# My Stud Muffin :)



## FGRanch (Feb 9, 2008)

Here are some pictures of my handsom guy, Flash!


----------



## gaelgirl (Mar 3, 2011)

He's a looker alright.


----------



## FGRanch (Feb 9, 2008)

Thanks! He is pictured at 18 years old in the last 2 pictures


----------



## Idlepastures (Sep 5, 2011)

<3 *drool* Yummy man you got there!


----------



## FGRanch (Feb 9, 2008)

Thanks, I think he is pretty special <3


----------



## Idlepastures (Sep 5, 2011)

I can't blame you! If he goes missing, don't come looking in Texas!


----------



## paintluver (Apr 5, 2007)

*Drools* He is drop dead gorgeous!

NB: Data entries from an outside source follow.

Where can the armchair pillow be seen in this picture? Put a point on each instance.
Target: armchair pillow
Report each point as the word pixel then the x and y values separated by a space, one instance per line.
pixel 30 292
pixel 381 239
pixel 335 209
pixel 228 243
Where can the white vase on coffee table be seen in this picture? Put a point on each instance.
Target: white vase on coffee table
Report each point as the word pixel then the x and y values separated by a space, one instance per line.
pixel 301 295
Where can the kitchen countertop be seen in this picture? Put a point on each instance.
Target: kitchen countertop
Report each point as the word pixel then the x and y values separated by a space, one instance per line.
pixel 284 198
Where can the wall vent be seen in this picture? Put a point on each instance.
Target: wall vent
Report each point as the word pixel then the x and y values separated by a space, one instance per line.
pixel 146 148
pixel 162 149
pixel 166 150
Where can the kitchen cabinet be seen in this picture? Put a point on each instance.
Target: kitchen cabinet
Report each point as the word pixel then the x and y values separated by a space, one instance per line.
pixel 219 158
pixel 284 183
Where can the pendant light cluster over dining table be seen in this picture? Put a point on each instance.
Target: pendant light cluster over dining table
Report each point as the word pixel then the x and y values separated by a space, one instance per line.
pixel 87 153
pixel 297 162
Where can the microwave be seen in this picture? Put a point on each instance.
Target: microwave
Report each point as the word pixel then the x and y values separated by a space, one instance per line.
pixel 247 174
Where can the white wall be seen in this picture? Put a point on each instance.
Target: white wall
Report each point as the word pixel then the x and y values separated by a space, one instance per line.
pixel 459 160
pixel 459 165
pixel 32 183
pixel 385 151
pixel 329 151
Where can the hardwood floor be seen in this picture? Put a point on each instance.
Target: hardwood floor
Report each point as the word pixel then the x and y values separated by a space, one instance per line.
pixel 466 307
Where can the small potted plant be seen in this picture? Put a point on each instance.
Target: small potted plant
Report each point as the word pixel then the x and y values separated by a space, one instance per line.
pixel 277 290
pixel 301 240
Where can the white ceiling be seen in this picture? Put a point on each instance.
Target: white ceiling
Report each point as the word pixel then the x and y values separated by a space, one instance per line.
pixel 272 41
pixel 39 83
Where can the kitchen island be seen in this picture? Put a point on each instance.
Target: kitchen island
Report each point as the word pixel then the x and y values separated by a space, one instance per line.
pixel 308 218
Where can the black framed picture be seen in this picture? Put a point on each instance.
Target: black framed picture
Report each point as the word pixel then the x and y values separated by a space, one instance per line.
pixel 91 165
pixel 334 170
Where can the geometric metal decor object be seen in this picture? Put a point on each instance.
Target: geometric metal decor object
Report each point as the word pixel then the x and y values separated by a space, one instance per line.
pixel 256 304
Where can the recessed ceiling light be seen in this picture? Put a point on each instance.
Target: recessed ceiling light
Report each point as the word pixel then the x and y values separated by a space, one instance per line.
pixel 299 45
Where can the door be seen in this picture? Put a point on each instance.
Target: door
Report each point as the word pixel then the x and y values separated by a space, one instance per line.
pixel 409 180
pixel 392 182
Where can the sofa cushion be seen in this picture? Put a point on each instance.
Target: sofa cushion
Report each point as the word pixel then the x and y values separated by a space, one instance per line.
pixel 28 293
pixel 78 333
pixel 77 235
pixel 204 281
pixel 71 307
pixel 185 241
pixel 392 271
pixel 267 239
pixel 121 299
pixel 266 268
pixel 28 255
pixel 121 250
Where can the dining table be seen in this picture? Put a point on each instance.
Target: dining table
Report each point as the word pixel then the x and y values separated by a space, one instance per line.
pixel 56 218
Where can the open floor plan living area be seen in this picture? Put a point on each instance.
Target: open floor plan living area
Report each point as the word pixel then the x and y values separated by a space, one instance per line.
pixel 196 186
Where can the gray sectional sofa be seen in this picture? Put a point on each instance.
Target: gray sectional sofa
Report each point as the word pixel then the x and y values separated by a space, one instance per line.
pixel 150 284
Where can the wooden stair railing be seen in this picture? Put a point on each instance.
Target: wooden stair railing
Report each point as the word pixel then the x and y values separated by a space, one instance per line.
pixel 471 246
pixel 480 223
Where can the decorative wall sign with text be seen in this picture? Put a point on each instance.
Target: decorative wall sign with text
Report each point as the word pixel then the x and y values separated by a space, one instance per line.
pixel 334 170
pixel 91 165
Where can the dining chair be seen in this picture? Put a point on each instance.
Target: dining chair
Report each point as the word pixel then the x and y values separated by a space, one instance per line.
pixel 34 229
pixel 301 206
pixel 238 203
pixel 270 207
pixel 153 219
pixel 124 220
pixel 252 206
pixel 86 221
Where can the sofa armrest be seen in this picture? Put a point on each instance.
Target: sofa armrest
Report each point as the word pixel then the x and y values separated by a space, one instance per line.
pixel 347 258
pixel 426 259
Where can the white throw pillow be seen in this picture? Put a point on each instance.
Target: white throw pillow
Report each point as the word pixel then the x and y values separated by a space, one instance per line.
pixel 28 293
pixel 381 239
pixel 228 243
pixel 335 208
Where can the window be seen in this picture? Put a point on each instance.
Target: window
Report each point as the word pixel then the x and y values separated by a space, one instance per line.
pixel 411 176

You are very lucky!


----------



## HorseLovinLady (Jul 18, 2011)

He's gorgeous!! Drool!! Love the horse in your avatar too!


----------



## csimkunas6 (Apr 18, 2010)

Very handsome horse you have yourself there!!


----------



## FlyGap (Sep 25, 2011)

He is a bute! What are his bloodlines?
What a picture perfect QH head! Yeah,
if he comes up missing don't look in AR
either!!! ;^)


----------



## FGRanch (Feb 9, 2008)

Thanks guys! 

He is a son of Boggies Flashy Jac (by Hollywood Jac 86) and out of the great mare Taco Lady Joe. He himself has LTE of $22K and has produced $65K with only 14 performing foals. Half of his foals are performers with an average earnings of $4500. He has produced reiners and cow horse babies.


----------



## reining girl (Jan 30, 2009)

he is just stunning tiff, i cant wait to see his babies!!


----------



## FGRanch (Feb 9, 2008)

Thanks RJ, I got lots of pictures of his foals from the previous years!


----------



## nicole25 (Jun 24, 2011)

I am obsessed with his color he is gorgeous!


----------



## FGRanch (Feb 9, 2008)

Thanks Nicole, He has a great color, I think. He is more of a normal looking dun with his winter fuzz on.


----------



## csimkunas6 (Apr 18, 2010)

Love those pics ^^^Very handsome, and intelligent looking guy!!


----------



## LexiJumper (Aug 22, 2011)

Those ears! So cute.


----------



## Roperchick (Feb 1, 2010)

you should pretty much just avoid the western states if hes missing .......


----------



## amp23 (Jan 6, 2011)

He's gorgeous!


----------



## RoCru (Jul 19, 2009)

Wow, gorgeous boy!!


----------



## FGRanch (Feb 9, 2008)

Well thanks so much guys! But no stealing him! He will have babies for sale year after next to our wonderful line up of mares


----------